Making Change

The topic for today is whether/how much some of us academics change our research focus over the years. Some of you are too young to have sufficient data to answer this question for yourself, but even you youngsters can look around at more senior researchers and see whether and how much people change research focus over the years, from very dramatic changes to a small but perceptible shift.

Some possibilities are:

(1) dramatic: this could be very dramatic, like a change from chemistry to classical languages, or it could be within the same general field but with a change to a totally different subfield.

(2) semi-dramatic: this could involve a shift motivated by interdisciplinary research -- for example, a physical scientist who increasingly became involved in a major way in the life sciences or engineering such that they develop a new field of expertise. In this case, they still have their feet in their original field and subfield, but they also have a new research identity. This type of change is not so rare, or even surprising in some fields, but it still does involve a rather major shift.

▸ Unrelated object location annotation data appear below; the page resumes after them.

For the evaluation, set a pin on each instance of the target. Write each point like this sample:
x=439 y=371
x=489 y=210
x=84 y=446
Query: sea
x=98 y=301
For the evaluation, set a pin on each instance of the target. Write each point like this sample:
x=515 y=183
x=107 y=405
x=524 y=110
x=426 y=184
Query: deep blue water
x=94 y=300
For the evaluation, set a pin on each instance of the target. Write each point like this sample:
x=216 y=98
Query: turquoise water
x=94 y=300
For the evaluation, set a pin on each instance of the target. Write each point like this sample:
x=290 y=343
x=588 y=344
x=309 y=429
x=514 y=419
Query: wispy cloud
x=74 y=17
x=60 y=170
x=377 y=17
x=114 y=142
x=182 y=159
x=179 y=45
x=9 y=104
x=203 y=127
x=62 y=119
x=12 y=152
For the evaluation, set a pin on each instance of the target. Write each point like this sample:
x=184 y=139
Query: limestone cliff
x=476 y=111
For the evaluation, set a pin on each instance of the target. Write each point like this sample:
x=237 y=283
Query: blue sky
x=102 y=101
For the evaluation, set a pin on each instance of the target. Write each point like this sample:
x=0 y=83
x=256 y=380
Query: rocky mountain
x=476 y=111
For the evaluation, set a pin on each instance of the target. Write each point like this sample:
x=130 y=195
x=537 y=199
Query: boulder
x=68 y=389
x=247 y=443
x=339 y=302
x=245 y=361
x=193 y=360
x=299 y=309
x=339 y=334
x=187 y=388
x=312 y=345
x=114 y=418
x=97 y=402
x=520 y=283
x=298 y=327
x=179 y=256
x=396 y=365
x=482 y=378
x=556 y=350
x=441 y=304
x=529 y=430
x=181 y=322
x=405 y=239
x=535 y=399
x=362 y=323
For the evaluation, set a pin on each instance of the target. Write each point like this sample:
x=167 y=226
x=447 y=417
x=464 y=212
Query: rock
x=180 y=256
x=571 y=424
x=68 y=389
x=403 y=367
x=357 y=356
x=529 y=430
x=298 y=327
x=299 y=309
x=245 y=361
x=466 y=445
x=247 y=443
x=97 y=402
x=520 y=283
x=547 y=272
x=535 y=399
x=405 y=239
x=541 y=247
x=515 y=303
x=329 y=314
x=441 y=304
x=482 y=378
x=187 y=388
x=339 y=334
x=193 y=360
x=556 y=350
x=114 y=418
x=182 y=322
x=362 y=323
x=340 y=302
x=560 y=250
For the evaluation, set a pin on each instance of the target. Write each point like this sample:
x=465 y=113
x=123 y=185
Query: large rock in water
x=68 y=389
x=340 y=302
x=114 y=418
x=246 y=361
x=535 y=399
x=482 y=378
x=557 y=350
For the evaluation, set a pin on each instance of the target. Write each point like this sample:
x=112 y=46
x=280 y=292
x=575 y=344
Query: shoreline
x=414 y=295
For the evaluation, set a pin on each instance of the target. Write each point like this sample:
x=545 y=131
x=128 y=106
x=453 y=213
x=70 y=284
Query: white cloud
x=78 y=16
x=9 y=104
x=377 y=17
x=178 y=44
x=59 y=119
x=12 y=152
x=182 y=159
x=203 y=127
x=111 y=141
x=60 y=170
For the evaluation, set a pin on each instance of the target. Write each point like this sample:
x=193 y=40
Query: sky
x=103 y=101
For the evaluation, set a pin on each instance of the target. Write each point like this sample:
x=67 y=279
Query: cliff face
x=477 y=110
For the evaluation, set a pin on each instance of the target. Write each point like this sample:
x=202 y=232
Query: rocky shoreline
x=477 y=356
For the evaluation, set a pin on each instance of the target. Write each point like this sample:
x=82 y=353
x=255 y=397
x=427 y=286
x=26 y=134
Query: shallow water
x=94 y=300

(3) perceptible but not very remarkable: this type of change could involve a change in the types of research problems addressed, but the researcher would still be mostly identified with their original subfield; maybe someone develops new research methods that can be applied to different types of problems and this motivates a bit of branching out in research questions and subfields, probably with lots of help from colleagues in these other subfields. Or maybe interests shifts, new collaborations lead to new interests, and so on. There are lots of ways that this type of change can (and probably should) happen during a career.

And then there's:

(4) no change worthy of note.

Although I certainly know some in the first two categories, I think many of us are in the third category, which describes what I think is a rather normal sort of change in the course of a career. I am trying to think of examples of category 4, and I can think of a few people who have done the exact same thing for many many years (some with great success), but I still think various shades of category 3 are more common.

Do any of you consider yourself a category (1) or (2) or (4), or are most of us (3)s? You could answer about your advisor or other academics you have observed if this question isn't relevant to you (yet).